This week we began working on the second phase of our project involving anomaly and interesting event detection. Anomaly detection aims to detect time periods when sensors are not working properly, whether it be missing data or incorrect readings. Generally, anomalies pertain to sensor maintenance by monitoring the health of the sensor network. Interesting events includes environmentally induced events such as increasing high tide levels due to rainfall events. These kinds of events will be flagged for further investigation into the underlying causes.
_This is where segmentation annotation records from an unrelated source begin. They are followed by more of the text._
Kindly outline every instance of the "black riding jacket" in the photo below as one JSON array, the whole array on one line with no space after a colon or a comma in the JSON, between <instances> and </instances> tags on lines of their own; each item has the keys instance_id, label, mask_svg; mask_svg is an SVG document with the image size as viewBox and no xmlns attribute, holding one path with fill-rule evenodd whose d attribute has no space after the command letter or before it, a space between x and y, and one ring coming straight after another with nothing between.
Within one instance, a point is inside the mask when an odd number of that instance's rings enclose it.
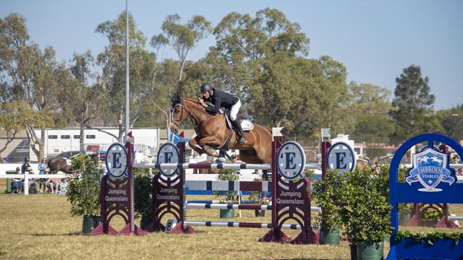
<instances>
[{"instance_id":1,"label":"black riding jacket","mask_svg":"<svg viewBox=\"0 0 463 260\"><path fill-rule=\"evenodd\" d=\"M239 100L238 97L231 94L216 90L215 89L212 89L212 94L207 99L204 97L203 99L214 104L214 107L208 104L207 108L206 108L206 111L211 113L217 113L219 112L219 109L222 107L230 109L232 106L236 104L238 100Z\"/></svg>"}]
</instances>

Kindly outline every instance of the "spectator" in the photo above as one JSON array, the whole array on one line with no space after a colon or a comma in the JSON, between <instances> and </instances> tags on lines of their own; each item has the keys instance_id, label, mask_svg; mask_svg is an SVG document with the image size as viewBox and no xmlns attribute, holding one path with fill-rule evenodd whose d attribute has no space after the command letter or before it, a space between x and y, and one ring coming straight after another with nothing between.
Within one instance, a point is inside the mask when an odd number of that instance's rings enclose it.
<instances>
[{"instance_id":1,"label":"spectator","mask_svg":"<svg viewBox=\"0 0 463 260\"><path fill-rule=\"evenodd\" d=\"M31 164L29 164L29 159L27 158L24 158L24 164L21 166L21 173L24 174L26 173L26 171L27 170L27 168L31 167Z\"/></svg>"},{"instance_id":2,"label":"spectator","mask_svg":"<svg viewBox=\"0 0 463 260\"><path fill-rule=\"evenodd\" d=\"M33 170L31 166L26 168L26 171L27 171L28 174L33 174ZM29 179L29 193L37 194L37 182L33 179Z\"/></svg>"},{"instance_id":3,"label":"spectator","mask_svg":"<svg viewBox=\"0 0 463 260\"><path fill-rule=\"evenodd\" d=\"M21 168L16 167L16 174L21 174ZM19 193L23 190L24 183L20 179L11 179L11 193Z\"/></svg>"},{"instance_id":4,"label":"spectator","mask_svg":"<svg viewBox=\"0 0 463 260\"><path fill-rule=\"evenodd\" d=\"M40 163L38 163L38 174L45 174L45 169L46 169L46 160L43 158L42 161L40 162ZM46 178L41 178L38 181L38 190L40 190L41 193L42 193L42 187L43 188L43 191L45 191L46 188L44 183L46 181Z\"/></svg>"},{"instance_id":5,"label":"spectator","mask_svg":"<svg viewBox=\"0 0 463 260\"><path fill-rule=\"evenodd\" d=\"M58 194L66 195L68 193L68 185L69 183L68 183L68 180L66 178L62 178L60 182L59 188L58 189Z\"/></svg>"},{"instance_id":6,"label":"spectator","mask_svg":"<svg viewBox=\"0 0 463 260\"><path fill-rule=\"evenodd\" d=\"M49 168L47 168L45 169L45 174L50 174ZM51 194L58 194L58 179L51 178L45 180L46 180L45 182L45 186L50 189Z\"/></svg>"}]
</instances>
Our overall approach is to choose a baseline for ‘normal’ tide patterns for each sensor and to compare new readings to this baseline. We will then calculate the residuals between the baseline and the new readings to determine if there is an interesting event/anomaly occurring.
A challenge we encountered during anomaly detection/interesting event detection is finding a reliable baseline tide pattern. We considered using published astronomical tide predictions, but a lot of resources online prohibit use of their data other than on their site. We also plotted the predicted tide patterns through the NOAA Fort Pulaski gauge, and although this served as a fairly accurate ground truth for our own Fort Pulaski sensors, there would need to be some adjustment calculations if we were to use the NOAA gauge as a ground-truth for our other sensors to account for differences in inland distance and tide magnitude. The above graph shows the NOAA gauge predictions (in blue) with our own Pulaski sensor data (orange), and we can see that they both align relatively well. In considering the possibilities for a reliable baseline, we are tentatively moving towards fitting a sine function that is able to capture the tide patterns, the primary benefit of this method being that we would have a fitted sine function for each sensor. Any deviations from this fitted function would be classified on a range of possible “interesting” events.
This week we also gave a mid-program presentation to our fellow interns, Chris Le Dantec, and invited guests. We got feedback on our preliminary visualizations and approaches to anomaly/interesting event detection. Moving forward, there is a lot of work left to be done, but we have a clear vision for what we need to do to complete our project in the coming weeks.